Re: WIP: bloom filter in Hash Joins with batches

From: Peter Geoghegan <pg(at)heroku(dot)com>
To: Tomas Vondra <tomas(dot)vondra(at)2ndquadrant(dot)com>
Cc: Simon Riggs <simon(at)2ndquadrant(dot)com>, PostgreSQL-development <pgsql-hackers(at)postgresql(dot)org>
Subject: Re: WIP: bloom filter in Hash Joins with batches
Date: 2016-01-10 04:11:01
Message-ID: CAM3SWZTW-=EK0TfuoJuq5X1Xg=05k_vHeCrPMfvYXTDHqK0yLg@mail.gmail.com
Views: Raw Message | Whole Thread | Download mbox | Resend email
Thread:
Lists: pgsql-hackers

On Sat, Jan 9, 2016 at 11:02 AM, Tomas Vondra
<tomas(dot)vondra(at)2ndquadrant(dot)com> wrote:
> Which means the "dim.r" column has 100 different values (0-99) with uniform
> distribution. So e.g. "WHERE r < 15" matches 15%.

I think that the use of a uniform distribution to demonstrate this
patch is a bad idea, unless you want to have a conversation about the
worst case.

Look at the use cases for bloom filters in general. They're almost all
some variation on the same theme: checking a bloom filter
inexpensively, to avoid an expensive cache miss (of some fashion). The
Google Chrome web browser uses a bloom filter for malicious URLs. It
usually avoids consulting Google's servers about whether or not any
given URL that is visited is malicious by using the bloom filter.
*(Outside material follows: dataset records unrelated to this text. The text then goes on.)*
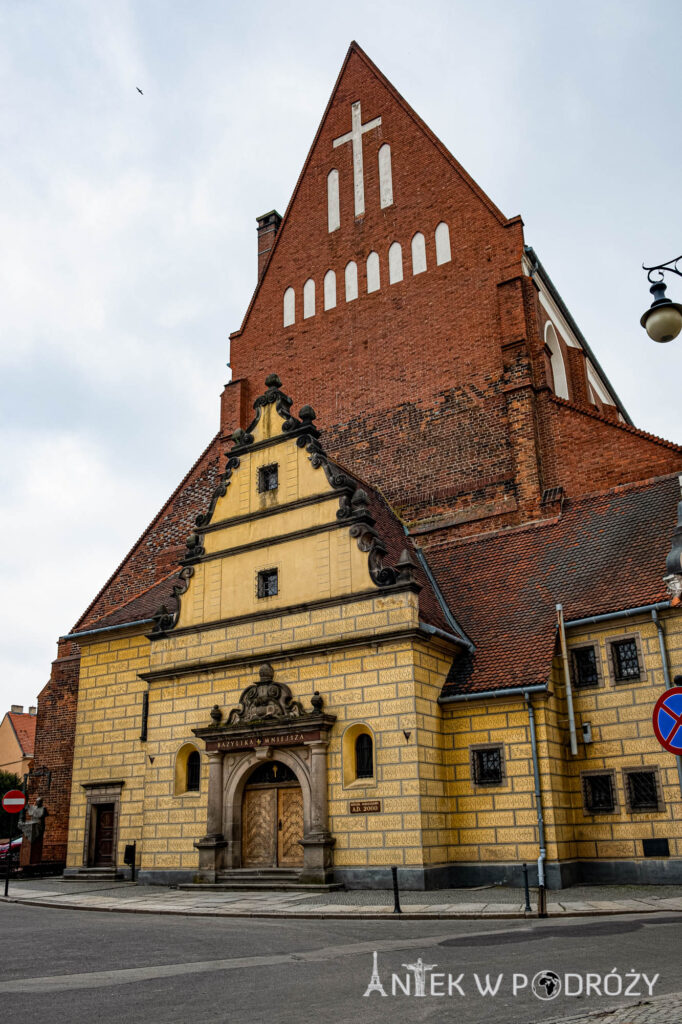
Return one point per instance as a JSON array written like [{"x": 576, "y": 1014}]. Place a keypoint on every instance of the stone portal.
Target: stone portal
[{"x": 267, "y": 802}]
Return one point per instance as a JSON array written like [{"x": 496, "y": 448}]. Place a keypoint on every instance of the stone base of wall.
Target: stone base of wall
[{"x": 468, "y": 876}]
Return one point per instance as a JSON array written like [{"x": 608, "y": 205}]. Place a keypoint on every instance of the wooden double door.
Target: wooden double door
[{"x": 272, "y": 822}]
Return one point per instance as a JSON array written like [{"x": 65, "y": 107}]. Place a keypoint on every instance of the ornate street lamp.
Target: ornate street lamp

This
is effective in large part because the top 100 websites ranked by
popularity have a huge falloff in popularity as you go down the list.
It looks like a Zipfian distribution, and so I imagine they get pretty
far with a very small bloom filter, even though in theory the chances
of any given valid URL resulting in a cache miss is very high.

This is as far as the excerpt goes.